Solve the equation on the interval 0 less than or equals theta less than 2 pi 0≤θ<2π. 2cos^(2)\theta +\sqrt(2cos\theta )=2cos\theta +\sqrt(2)
why do you write "the interval 0 less than or equals theta less than 2 pi" and then go right ahead and say "0≤θ<2π" ? Just like to repeat yourself?
2cos^2θ + √(2cosθ) = 2cosθ + √2
Just by inspection, θ=0
and θ cannot be in QII or QIII, since there cosθ < 0
and since the function is even, solutions in QIV mirror those in QI.
To solve the equation 2cos^2θ + √(2cosθ) = 2cosθ + √2 on the interval 0≤θ<2π, we can follow these steps:
Step 1: Let's rewrite the equation in a more manageable form. Since both sides contain a square root term, we'll isolate the square root first:
√(2cosθ) = 2cosθ + √2 - 2cos^2θ
Step 2: Now, let's square both sides of the equation to eliminate the square root:
(√(2cosθ))^2 = (2cosθ + √2 - 2cos^2θ)^2
Simplifying gives us:
2cosθ = (2cosθ + √2 - 2cos^2θ)^2
Step 3: Expand and simplify the right side of the equation:
2cosθ = (2cosθ + √2 - 2cos^2θ)(2cosθ + √2 - 2cos^2θ)

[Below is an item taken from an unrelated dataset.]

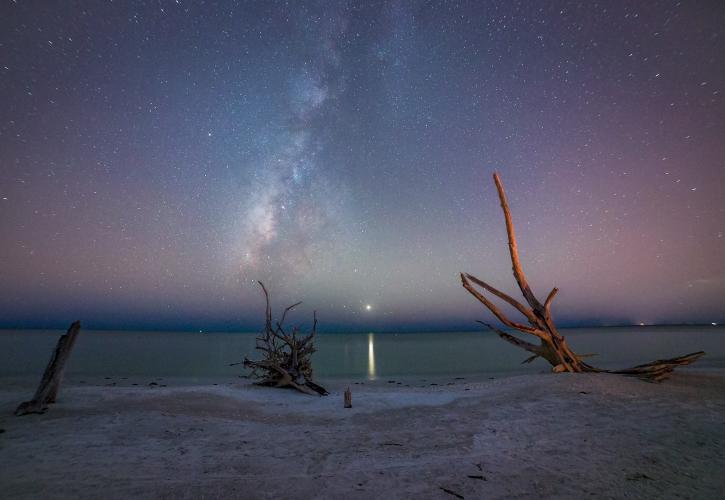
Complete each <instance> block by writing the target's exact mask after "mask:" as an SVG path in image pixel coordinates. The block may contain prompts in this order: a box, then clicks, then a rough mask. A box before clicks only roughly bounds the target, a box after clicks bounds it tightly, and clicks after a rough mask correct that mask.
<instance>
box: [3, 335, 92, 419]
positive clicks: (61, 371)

2cosθ = 4cos^2θ + 2√2cosθ - 4cos^4θ + 2√2cosθ - √2cosθ - 2√2cos^3θ + 4cos^3θ - 2cosθ
2cosθ = 4cos^2θ - 4cos^4θ - √2cosθ - 2√2cos^3θ
Step 4: Rearrange the equation and simplify the terms:
4cos^4θ - 4cos^2θ - √2cosθ - 2√2cos^3θ + 2cosθ = 0
4cos^4θ - 2cos^2θ - √2cosθ - 2√2cos^3θ = 0
Step 5: Factor out common terms:
2cosθ(2cos^3θ - cosθ - √2 - √2cos^2θ) = 0
Step 6: We have two potential solutions for the equation to hold:
a) cosθ = 0
b) 2cos^3θ - cosθ - √2 - √2cos^2θ = 0
Solving for each solution:
a) For cosθ = 0, the solutions on the given interval are θ = π/2 and θ = 3π/2.
b) To solve 2cos^3θ - cosθ - √2 - √2cos^2θ = 0, we can use numerical methods or calculators as it doesn't have simple closed-form solutions.